Kegiatan yang berlangsung di Istana Negara, Jakarta, Jumat 13 Maret 2026, berhasil mengumpulkan dana zakat lebih dari Rp4,3 miliar dari para muzaki yang hadir.
Ketua Baznas RI Sodik Mudjahid melalui keterangan di Jakarta, Senin, mengatakan bahwa kegiatan pelaksanaan Zakat Istana 2026 digelar di Istana Negara pada 13 Februari 2026.
Sodik menjelaskan bahwa penghimpunan zakat dari jajaran pejabat negara melalui Baznas di lingkungan Istana terus menunjukkan tren peningkatan sejak 2022 hingga 2026.
Pada 2022, zakat yang terkumpul tercatat sebesar Rp636.250.000. Jumlah tersebut meningkat menjadi Rp753.500.000 pada 2023 dan mencapai Rp1.088.500.000 pada 2024.
Baca Juga: Cak Imin Harap Baznas Perkuat Peran Zakat untuk Dorong Kemandirian Masyarakat
Penghimpunan zakat kembali meningkat pada 2025 menjadi Rp2.040.338.000, dan pada 2026 melonjak signifikan hingga mencapai Rp4.345.197.056.
"Keteladanan para pemimpin ini sangat efektif dalam menggerakkan masyarakat untuk menunaikan zakat melalui lembaga yang terpercaya dan akuntabel. Bahkan pengaruhnya bisa lebih kuat dibandingkan dengan kampanye yang kami lakukan," ujarnya.
Menurut Sodik, capaian tertinggi dalam pengumpulan Zakat Istana tersebut menjadi momentum penting bagi kepengurusan Baznas periode 2026–2031 untuk terus meningkatkan kualitas pengelolaan zakat.
"Kepercayaan ini merupakan amanah bagi kami untuk terus memperkuat pengelolaan zakat yang profesional, transparan, dan akuntabel, sehingga manfaatnya benar-benar dirasakan oleh para mustahik di seluruh Indonesia," ucapnya.

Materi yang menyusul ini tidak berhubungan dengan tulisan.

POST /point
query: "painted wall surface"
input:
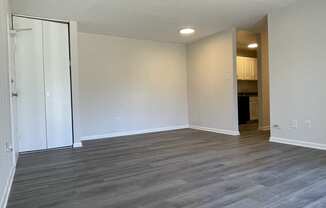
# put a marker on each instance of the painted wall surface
(297, 72)
(6, 158)
(264, 120)
(130, 85)
(212, 88)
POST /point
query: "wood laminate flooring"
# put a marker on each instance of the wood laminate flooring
(176, 169)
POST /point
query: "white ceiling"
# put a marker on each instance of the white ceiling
(152, 19)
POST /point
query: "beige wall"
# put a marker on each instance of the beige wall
(212, 83)
(130, 86)
(6, 158)
(264, 104)
(297, 73)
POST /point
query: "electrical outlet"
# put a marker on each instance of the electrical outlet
(308, 124)
(8, 147)
(276, 126)
(294, 124)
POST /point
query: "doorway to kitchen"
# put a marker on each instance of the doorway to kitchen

Ia juga menekankan bahwa potensi zakat nasional di Indonesia sangat besar dan dapat menjadi kekuatan penting dalam membantu mengentaskan kemiskinan serta meningkatkan kesejahteraan umat.
Baca Juga: Presiden, Wapres, dan Kabinet Merah Putih Tunaikan Zakat di Istana lewat BAZNAS
"Partisipasi para pejabat negara dalam Zakat Istana juga menunjukkan kehadiran negara dalam mendukung gerakan zakat nasional.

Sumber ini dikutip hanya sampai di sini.